I have the following pyspark application that generates sequences of child/parent processes from a csv of child/parent process id's. Considering the problem as a tree, I'm using an iterative depth-first search starting at leaf nodes (a process that has no children) and iterating through my file to create these closures where process 1 is the parent to process 2 which is the parent of process 3 so on and so forth.
In other words, given a csv as shown below, is it possible to implement a depth-first search (iteratively or recursively) using pyspark dataframes & appropriate pyspark-isms to generate said closures without having to use the .collect() function (which is incredible expensive)?

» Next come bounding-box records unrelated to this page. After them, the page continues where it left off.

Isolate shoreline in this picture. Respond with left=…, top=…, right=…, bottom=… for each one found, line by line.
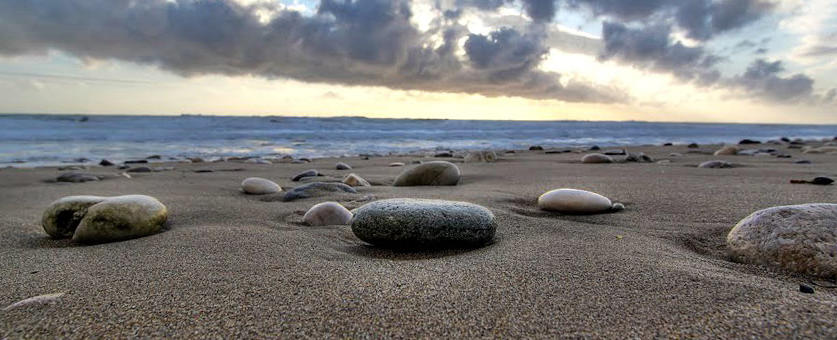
left=0, top=144, right=837, bottom=339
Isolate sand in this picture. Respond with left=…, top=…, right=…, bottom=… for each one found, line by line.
left=0, top=146, right=837, bottom=339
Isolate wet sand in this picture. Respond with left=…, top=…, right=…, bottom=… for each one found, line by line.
left=0, top=146, right=837, bottom=339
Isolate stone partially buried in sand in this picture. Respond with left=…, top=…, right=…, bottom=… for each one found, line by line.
left=302, top=202, right=352, bottom=227
left=291, top=169, right=320, bottom=182
left=714, top=145, right=738, bottom=156
left=581, top=153, right=613, bottom=164
left=538, top=189, right=614, bottom=214
left=393, top=161, right=461, bottom=187
left=55, top=172, right=102, bottom=183
left=727, top=203, right=837, bottom=278
left=352, top=198, right=497, bottom=248
left=241, top=177, right=282, bottom=195
left=698, top=160, right=733, bottom=169
left=343, top=173, right=372, bottom=187
left=73, top=195, right=168, bottom=243
left=41, top=196, right=107, bottom=239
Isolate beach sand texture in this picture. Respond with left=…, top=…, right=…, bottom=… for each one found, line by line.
left=0, top=145, right=837, bottom=339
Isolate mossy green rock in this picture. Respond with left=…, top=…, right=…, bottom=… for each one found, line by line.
left=41, top=196, right=107, bottom=239
left=352, top=198, right=497, bottom=248
left=73, top=195, right=168, bottom=243
left=393, top=161, right=461, bottom=187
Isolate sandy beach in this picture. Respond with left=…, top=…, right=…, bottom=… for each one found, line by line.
left=0, top=145, right=837, bottom=339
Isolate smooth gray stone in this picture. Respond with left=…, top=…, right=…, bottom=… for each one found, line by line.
left=335, top=162, right=352, bottom=170
left=727, top=203, right=837, bottom=278
left=55, top=172, right=102, bottom=183
left=291, top=169, right=320, bottom=182
left=282, top=182, right=357, bottom=202
left=41, top=196, right=107, bottom=239
left=73, top=195, right=168, bottom=243
left=352, top=198, right=497, bottom=248
left=393, top=161, right=461, bottom=187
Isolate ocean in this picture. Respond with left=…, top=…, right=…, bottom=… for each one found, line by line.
left=0, top=114, right=837, bottom=167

from pyspark.sql.functions import monotonically_increasing_id
import copy
from pyspark.sql import SQLContext
from pyspark import SparkContext
class Test():
def __init__(self):
self.process_list = []
def main():
test = Test()
sc = SparkContext.getOrCreate()
sqlContext = SQLContext(sc)
df = sc.textFile("<path to csv>")
df = df.map(lambda line: line.split(","))
header = df.first()
data = df.filter(lambda row: row != header)
data = data.toDF(header)
data.createOrReplaceTempView("flat")
data = sqlContext.sql("select doc_process_pid, doc_parent_pid from flat
where doc_parent_pid is not null AND
doc_process_pid is not null")
data = data.select(monotonically_increasing_id().alias("rowId"), "*")

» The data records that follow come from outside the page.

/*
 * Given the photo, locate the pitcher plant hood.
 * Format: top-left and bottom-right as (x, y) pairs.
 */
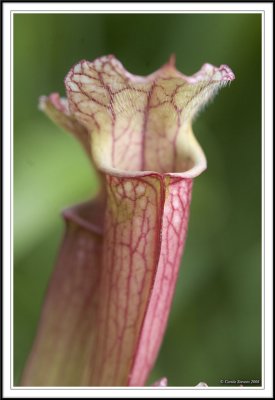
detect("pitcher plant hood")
(22, 56), (234, 386)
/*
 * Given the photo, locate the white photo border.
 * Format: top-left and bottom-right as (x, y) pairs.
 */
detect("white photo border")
(2, 2), (273, 398)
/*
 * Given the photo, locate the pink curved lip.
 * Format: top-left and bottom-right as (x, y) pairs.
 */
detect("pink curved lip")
(64, 54), (235, 87)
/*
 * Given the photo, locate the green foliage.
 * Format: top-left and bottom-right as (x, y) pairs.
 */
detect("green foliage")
(14, 14), (261, 386)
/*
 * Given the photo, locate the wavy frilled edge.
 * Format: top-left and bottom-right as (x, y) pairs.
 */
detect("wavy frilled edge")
(23, 56), (234, 386)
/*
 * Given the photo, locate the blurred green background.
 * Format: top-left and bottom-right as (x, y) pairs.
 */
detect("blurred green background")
(14, 14), (261, 386)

data.createOrReplaceTempView("data")
leaf_df = sqlContext.sql("select doc_process_pid, doc_parent_pid from data
where doc_parent_pid != -1 AND
doc_process_pid == -1")
leaf_df = leaf_df.rdd.collect()
data = sqlContext.sql("select doc_process_pid, doc_parent_pid from data
where doc_process_pid != -1")
data.createOrReplaceTempView("data")
for row in leaf_df:
path = []
rowID = row[0]
data = data.filter(data['rowId'] != rowID)
parentID = row[4]
path.append(parentID)
while (True):
next_df = sqlContext.sql(
"select doc_process_pid, doc_parent_pid from data where
doc_process_pid == " + str(parentID))
next_df_rdd = next_df.collect()
print("parent: ", next_df_rdd[0][1])
parentID = next_df_rdd[0][1]
if (int(parentID) != -1):
path.append(next_df_rdd[0][1])
else:
test.process_list.append(copy.deepcopy(path))
break
print("final: ", test.process_list)
main()
Here is my csv:
doc_process_pid doc_parent_pid
1 -1
2 1
6 -1
7 6
8 7
9 8
21 -1
22 21
24 -1
25 24
26 25
27 26
28 27
29 28
99 6
107 99
108 -1
109 108
222 109
1000 7
1001 1000
-1 9
-1 22
-1 29
-1 107
-1 1001
-1 222
-1 2
It represents child/parent process relationships. If we consider this as a tree, then leaf nodes are defined by doc_process_id == -1 and root nodes are process where doc_parent_process == -1.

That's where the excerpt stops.